Abstract: In the preface to The Art of Computer Systems Performance Analysis: Techniques for Experimental Design, Measurement, Simulation, and Modeling, Raj Jain discusses the intended audience and the goals of the book, which are to:• Provide computer professionals simple and straightforward performance analysis techniques in a comprehensive textbook.• Give basic modeling, simulation, measurement, experimental design, and statistical analysis background.• Emphasize and integrate the modeling and measurement aspects of performance analysis.• Discuss common mistakes and games in performance analysis studies.• Illustrate the presented techniques using examples and case studies from the field of computer systems.• Summarize key techniques and results in "boxes".• Organize chapters in 45-minute lectures and include appropriate exercises.

1,827 citations

Frequently Asked Questions (2)
Q1. What have the authors contributed in "Model checking the probabilistic pi-calculus" ?

The authors present an implementation of model checking for the probabilistic π-calculus, a process algebra which supports modelling of concurrency, mobility and discrete probabilistic behaviour. Formal verification techniques for this calculus have clear applications in several domains, including mobile ad-hoc network protocols and random security protocols. Building upon the ( non-probabilistic ) π-calculus model checker MMC, the authors first show an automated procedure for constructing the Markov decision process representing a probabilistic πcalculus process. Secondly, the authors demonstrate how for a large class of systems a more efficient, compositional approach can be applied, which uses their extension of MMC on each parallel component of the system and then translates the results into a highlevel model description for the PRISM tool. 

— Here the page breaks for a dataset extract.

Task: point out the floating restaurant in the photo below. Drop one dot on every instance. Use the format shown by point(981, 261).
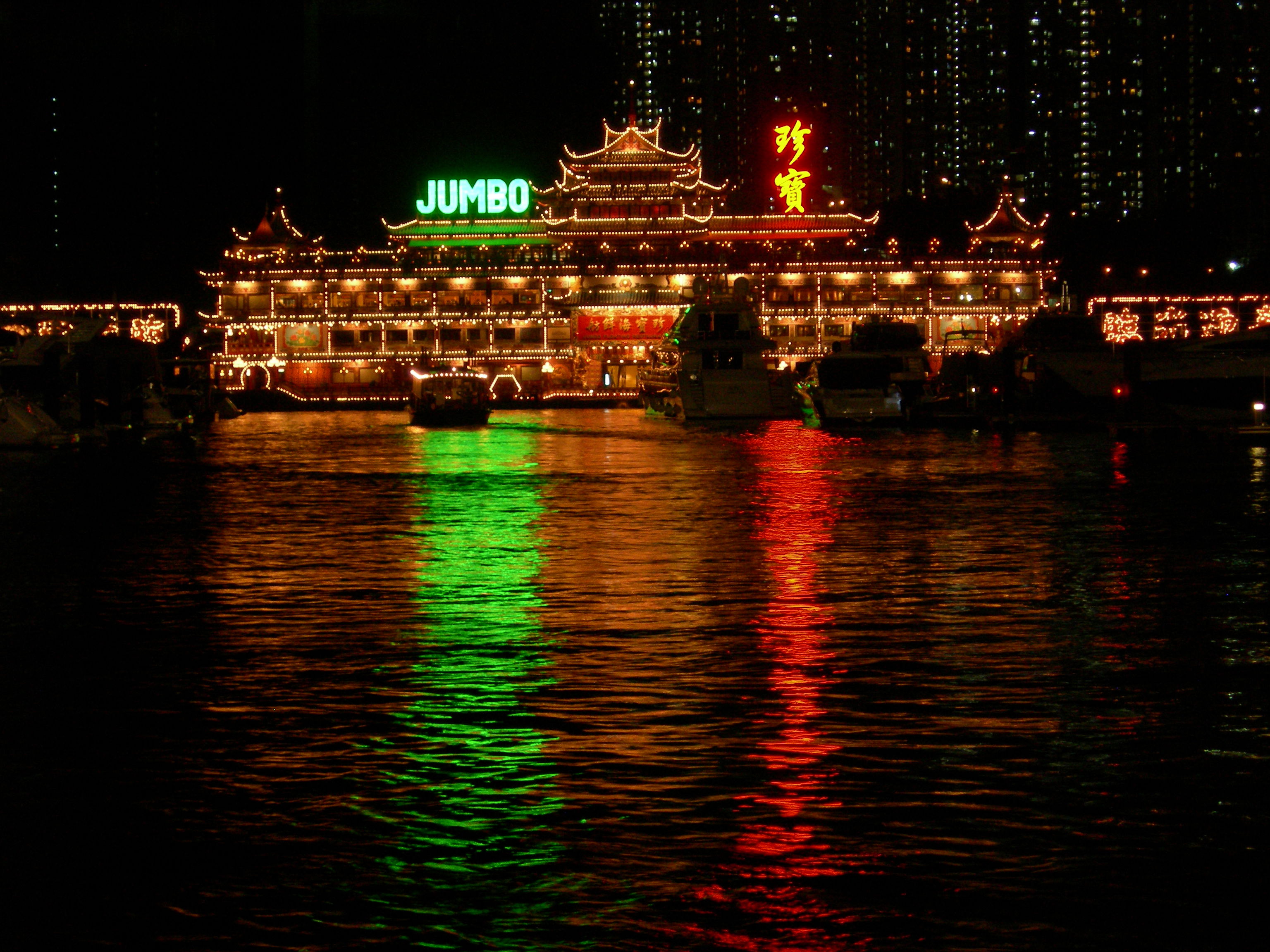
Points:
point(566, 291)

The authors would like to extend this work in several directions. For convenience of modelling, the authors plan to add support for polyadic communication over channels. The authors also hope to add support for more flexible property specifications using watchdog processes and to extend their approach to the stochastic π-calculus. Possibilities include optimisations to reduce the resulting symbolic ( MTBDD ) storage in PRISM and bisimulation minimisation techniques.